Step 1: The first step is focusing on a specific conversation. You’ll benefit from taking on an issue or topic related to your academic study or interests. Consider the following possibilities:
a contested issue at the heart of your academic discipline
a political or civic issue that has drawn a range of different voices
an issue related to a specific avocation (e.g. an artistic, hobbyist, or adventure society)
Step 2: Collect several published sources (three to five) that directly engage the issue. The sources need not take opposing positions, but try to seek out sources that diverge in opinion–as divergent opinions often reveal something about the nature of a conversation. Your sources may include written articles, speeches, presentations (e.g. TED Talks), or formal interviews. Please make certain you have transcripts of non-written sources.
Step 3: Analyze those sources thoroughly and try to discover the unstated rules of engagement, the rhetorical boundaries and currents, the discursive “dance,” in Gee’s terms. Using concepts from our shared reading, write an essay (of at least 1500 words) that explains how this conversation works. Consider the tensions, underlying values, and unstated assumptions among those sources. In class sessions, we will discuss a range of strategies for developing the essay. For now, consider these key invention questions, which can propel and frame your essay:
What are the discursive patterns among sources? What rhetorical trends and argumentative tactics do you detect? (Consider Gee’s discussion “On Being a ‘Real Indian.'”)

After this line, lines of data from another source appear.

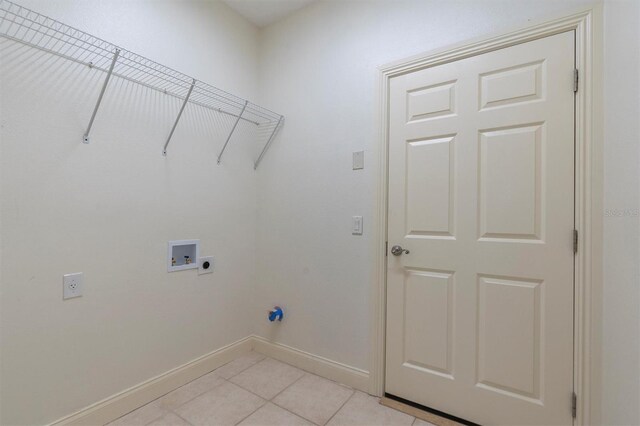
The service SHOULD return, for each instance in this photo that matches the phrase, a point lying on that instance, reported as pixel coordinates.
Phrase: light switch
(356, 225)
(72, 285)
(358, 160)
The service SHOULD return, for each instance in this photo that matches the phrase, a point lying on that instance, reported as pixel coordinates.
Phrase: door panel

What are the discourse types most relied upon?
How does the conversation relate to broader cultural context? How has it emerged from historical tensions or similar conversations?

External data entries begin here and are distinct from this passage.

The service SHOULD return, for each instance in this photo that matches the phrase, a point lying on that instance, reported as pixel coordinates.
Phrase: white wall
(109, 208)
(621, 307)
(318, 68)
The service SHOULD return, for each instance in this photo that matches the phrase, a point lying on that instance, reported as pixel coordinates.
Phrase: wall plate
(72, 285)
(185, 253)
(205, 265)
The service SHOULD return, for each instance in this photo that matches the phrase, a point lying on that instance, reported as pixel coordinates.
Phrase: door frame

What unstated assumptions operate in the arguments? And how, specifically, do they work? What ideas or specific claims do they support or generate?
How well defined is the conservation? What are its borders? How do sources work to stretch the boundaries of the issue itself?

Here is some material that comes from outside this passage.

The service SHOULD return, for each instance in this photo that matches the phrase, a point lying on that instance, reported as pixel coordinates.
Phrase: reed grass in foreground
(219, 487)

What is the exigence (the issue or condition addressed)? Is the conversation kairotic? Or why is it timely?
How does the conversation reinforce, rely on, or even push against ideology?
What is the main tension? What do the writers disagree about?
What are the subtle tensions? How do writers’ positions subtly diverge or chafe against one another?
How does genre matter to the conversation? How do the genre’s formal features figure into the claims, the tensions, and so on?
Do you sense a discourse community? In other words, does the conversation emerge from a identifiable and persistent membership of practitioners or adherents?
~Citing Sources~
The Key Sources: Please include at least three sources directly. In other words, cite at least three sources that constitute the conversation at hand. Please quote any passages, phrases, or sentences taken directly from those sources, and make sure to cite (with page numbers when appropriate).
Core Readings/Texts: Please integrate relevant terms and passages from our core readings (e.g. Crowley and Hawhee, Gee). Consider those passages or statements that we highlighted and discussed in class sessions–those that help you to understand and work with key concepts.
Secondary Outside Sources: You may integrate outside secondary sources that help to articulate the issue or to frame related concepts. As with all formal writing for this course, please cite and document passages and ideas taken from readings and your texts. Unless we discuss otherwise, please apply MLA format and citation style.
~Rhetorical Strategies~
Your overarching mission for this essay is to analyze the discourses of a published conversation. But you will do various other things along the way. In class, we will discuss specific strategies—including those we’ve observed in the core reading. The trickiest aspect, perhaps, is avoiding the temptation to argue about the issues themselves. Remember: we’re out to explain how the conversation works, not to participate in the arguments.